The History of Santarella…

The history of Santarella dates back to 1739, when the town of Tyringham, Massachusetts was settled. Shortly after, the colonial home was built on the site. Its most famous resident was Sir Henry Hudson Kitson, the English sculptor who is known for the Lexington Minuteman and Plymouth Rock Maiden statues in Massachusetts, as well as a number of Civil War bas-reliefs and sculptures in Vicksburg, Mississippi.

Kitson met and eventually married Marie Hobron, daughter of Benjamin Hobron and a well-liked woman in Tyringham. Around 1920, Kitson began his work transforming the barn on the property into a sculpting studio where he could work. It was this project which eventually became Kitson’s primary focus for the last 25 years of his life, and which consumed the remains of his earnings until he died a penniless man in 1947. He was knighted for his work in Romania, and remains an important figure in American sculpting.

The most striking feature of Kitson’s studio is its 80-ton, asphault shingled roof. Originally, Kitson had envisioned created a rolling, thatched roof similar to the traditional thatched-roofs in his native Britain. He enlisted the help of several local farmers to grow a crop of Rye for the thatching, but the crop went bad, and he turned to asphault shingles to create the effect he desired. Each tile was hand-cut to a wave-like shape, and then was laid in thick layers of different-colored shingles.
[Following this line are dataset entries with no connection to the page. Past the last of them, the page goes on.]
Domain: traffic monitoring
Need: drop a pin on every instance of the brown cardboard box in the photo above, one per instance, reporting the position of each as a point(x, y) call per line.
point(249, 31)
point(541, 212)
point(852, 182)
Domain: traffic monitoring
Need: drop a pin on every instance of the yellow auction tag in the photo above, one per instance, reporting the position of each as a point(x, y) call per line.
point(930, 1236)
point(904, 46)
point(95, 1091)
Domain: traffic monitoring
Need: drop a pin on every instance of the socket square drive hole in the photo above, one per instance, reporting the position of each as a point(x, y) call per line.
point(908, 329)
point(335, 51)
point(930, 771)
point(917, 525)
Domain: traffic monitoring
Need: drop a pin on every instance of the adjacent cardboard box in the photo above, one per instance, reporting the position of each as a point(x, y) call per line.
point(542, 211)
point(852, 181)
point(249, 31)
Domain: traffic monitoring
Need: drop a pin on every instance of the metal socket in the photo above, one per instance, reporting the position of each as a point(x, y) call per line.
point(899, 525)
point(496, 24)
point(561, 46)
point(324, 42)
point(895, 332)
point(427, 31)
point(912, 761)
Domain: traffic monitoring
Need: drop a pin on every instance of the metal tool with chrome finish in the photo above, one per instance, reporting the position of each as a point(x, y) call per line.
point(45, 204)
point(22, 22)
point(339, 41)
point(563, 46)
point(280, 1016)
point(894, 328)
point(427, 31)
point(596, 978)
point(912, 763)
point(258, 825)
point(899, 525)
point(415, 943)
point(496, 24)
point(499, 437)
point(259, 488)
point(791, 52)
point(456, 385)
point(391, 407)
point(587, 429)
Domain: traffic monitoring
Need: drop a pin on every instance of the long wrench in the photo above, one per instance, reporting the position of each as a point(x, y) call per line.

The whole project took three workers twelve years to complete.

In addition to the roof, Kitson added large stained-glass windows throughout the building, and intricate shingling patterns to the exterior of the building. In front, he created carefully built piles of exotic stones, along with a freestanding stone chimney for the house. He moved and old grain silo to the property for an additional studio space, and liked it so much that he built another one like it from old barn wood he bought from local farmers. In the back, his full-time gardner created an elaborate garden with exotic plants, a stream, and a lily pond with goldfish?

After Kitson passed away in 1947, Santarella was bought by the Davis family, who owned and operated the Tyringham galleries on the property until 1996. From 1996 to 2003, the Talbert-Atkins family ran the Henry Kitson Museum and Sculpture Gardens during the summertimes, in addition to hosting an artist-in-residence program here. The Hoefer-Brandmeyer family hopes to preserve the history of Santarella so that it can continue to enchant and be enjoyed by all who come here.